Headline

Pemerintah utamakan menjaga kualitas pendidikan.

Waspada! 10 Daerah di Jawa Tengah Masuk Zona Merah Cuaca Ekstrem

Lilik Darmawan
26/3/2026 16:02
Waspada! 10 Daerah di Jawa Tengah Masuk Zona Merah Cuaca Ekstrem
10 Daerah di Jawa Tengah Masuk Zona Merah Cuaca Ekstrem.(Freepik)

SEJUMLAH wilayah di Jawa Tengah (Jateng) kini dalam status siaga menghadapi ancaman bencana hidrometeorologi selama tiga hari ke depan. Stasiun Meteorologi Kelas II Ahmad Yani Semarang mendeteksi adanya potensi hujan dengan intensitas sedang hingga lebat yang dapat memicu banjir, tanah longsor, hingga angin kencang.

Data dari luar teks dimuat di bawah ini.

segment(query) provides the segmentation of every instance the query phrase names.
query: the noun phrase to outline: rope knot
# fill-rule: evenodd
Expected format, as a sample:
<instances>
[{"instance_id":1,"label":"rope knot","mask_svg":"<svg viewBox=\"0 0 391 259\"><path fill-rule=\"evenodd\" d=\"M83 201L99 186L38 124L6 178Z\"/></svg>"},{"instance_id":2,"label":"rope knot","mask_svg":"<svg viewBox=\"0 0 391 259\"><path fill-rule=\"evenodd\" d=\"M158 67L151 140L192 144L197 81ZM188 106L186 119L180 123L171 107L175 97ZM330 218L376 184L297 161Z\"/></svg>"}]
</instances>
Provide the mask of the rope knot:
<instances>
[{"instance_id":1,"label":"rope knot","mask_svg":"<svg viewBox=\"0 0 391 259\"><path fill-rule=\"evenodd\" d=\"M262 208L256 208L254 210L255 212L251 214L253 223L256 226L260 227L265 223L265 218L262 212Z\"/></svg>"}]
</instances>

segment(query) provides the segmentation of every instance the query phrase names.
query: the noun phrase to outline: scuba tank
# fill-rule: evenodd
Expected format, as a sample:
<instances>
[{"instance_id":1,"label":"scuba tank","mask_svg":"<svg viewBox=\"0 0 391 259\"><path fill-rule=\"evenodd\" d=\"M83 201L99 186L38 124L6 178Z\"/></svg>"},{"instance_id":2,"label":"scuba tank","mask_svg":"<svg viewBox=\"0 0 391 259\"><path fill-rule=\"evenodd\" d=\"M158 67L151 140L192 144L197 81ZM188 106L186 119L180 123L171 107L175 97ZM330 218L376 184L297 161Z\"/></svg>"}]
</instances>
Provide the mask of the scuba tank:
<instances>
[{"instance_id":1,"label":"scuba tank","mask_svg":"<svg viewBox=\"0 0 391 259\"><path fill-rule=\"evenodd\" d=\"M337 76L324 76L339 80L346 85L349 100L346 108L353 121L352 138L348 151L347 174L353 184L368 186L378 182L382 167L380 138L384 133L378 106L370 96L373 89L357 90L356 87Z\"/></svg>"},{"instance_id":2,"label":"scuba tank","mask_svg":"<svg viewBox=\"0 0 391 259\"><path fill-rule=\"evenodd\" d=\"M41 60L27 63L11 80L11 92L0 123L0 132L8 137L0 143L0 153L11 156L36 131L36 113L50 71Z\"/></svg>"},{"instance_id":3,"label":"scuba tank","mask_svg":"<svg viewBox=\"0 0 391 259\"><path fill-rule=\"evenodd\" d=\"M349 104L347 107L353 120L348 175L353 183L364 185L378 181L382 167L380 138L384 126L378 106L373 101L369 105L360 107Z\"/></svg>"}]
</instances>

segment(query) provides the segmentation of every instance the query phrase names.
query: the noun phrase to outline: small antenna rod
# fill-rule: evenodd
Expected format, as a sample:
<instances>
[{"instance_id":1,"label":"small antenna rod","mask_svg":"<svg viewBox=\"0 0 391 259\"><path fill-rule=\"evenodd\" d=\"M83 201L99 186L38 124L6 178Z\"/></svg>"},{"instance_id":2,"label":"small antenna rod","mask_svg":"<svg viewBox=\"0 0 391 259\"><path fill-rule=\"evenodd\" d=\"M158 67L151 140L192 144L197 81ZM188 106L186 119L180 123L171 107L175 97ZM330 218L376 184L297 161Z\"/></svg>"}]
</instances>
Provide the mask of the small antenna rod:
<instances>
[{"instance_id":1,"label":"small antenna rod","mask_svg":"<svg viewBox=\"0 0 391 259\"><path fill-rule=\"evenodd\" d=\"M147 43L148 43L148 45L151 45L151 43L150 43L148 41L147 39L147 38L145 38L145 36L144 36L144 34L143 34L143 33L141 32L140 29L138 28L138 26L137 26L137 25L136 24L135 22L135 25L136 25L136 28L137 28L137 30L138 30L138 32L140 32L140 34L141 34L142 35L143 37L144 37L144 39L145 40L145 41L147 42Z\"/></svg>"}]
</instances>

Kepala Stasiun Meteorologi Ahmad Yani Semarang, Yoga Sambodo, mengungkapkan bahwa dinamika atmosfer di wilayah Jawa Tengah saat ini masih sangat aktif. Kondisi ini secara signifikan meningkatkan pertumbuhan awan hujan yang masif di berbagai titik, terutama di wilayah pegunungan dan dataran tinggi.

“Kami memprakirakan dalam tiga hari mendatang (26-28 Maret 2026), hujan sedang hingga lebat yang disertai petir dan angin kencang berpotensi melanda sejumlah kabupaten di Jawa Tengah,” tegas Yoga pada Kamis (26/3).

Daftar Wilayah Waspada Bencana di Jawa Tengah

Berdasarkan data BMKG, terdapat sedikitnya 10 kabupaten yang harus meningkatkan kewaspadaan ekstra. Wilayah-wilayah tersebut meliputi:

  • Kabupaten Banyumas
  • Kabupaten Cilacap
  • Kabupaten Purbalingga
  • Kabupaten Banjarnegara
  • Kabupaten Kebumen
  • Kabupaten Wonosobo
  • Kabupaten Purworejo
  • Kabupaten Magelang
  • Kabupaten Temanggung
  • Wilayah pegunungan dan dataran tinggi lainnya di sekitarnya.

Yoga memberikan penekanan khusus bagi masyarakat yang bermukim di zona rawan bencana. Warga yang tinggal di kawasan lereng perbukitan, daerah rawan longsor, serta di sepanjang bantaran sungai diminta untuk tidak lengah.

“Masyarakat di wilayah rawan, seperti lereng dan bantaran sungai, diimbau segera meningkatkan kewaspadaan. Risiko banjir bandang dan tanah longsor bisa terjadi sewaktu-waktu akibat akumulasi curah hujan yang tinggi,” tambahnya.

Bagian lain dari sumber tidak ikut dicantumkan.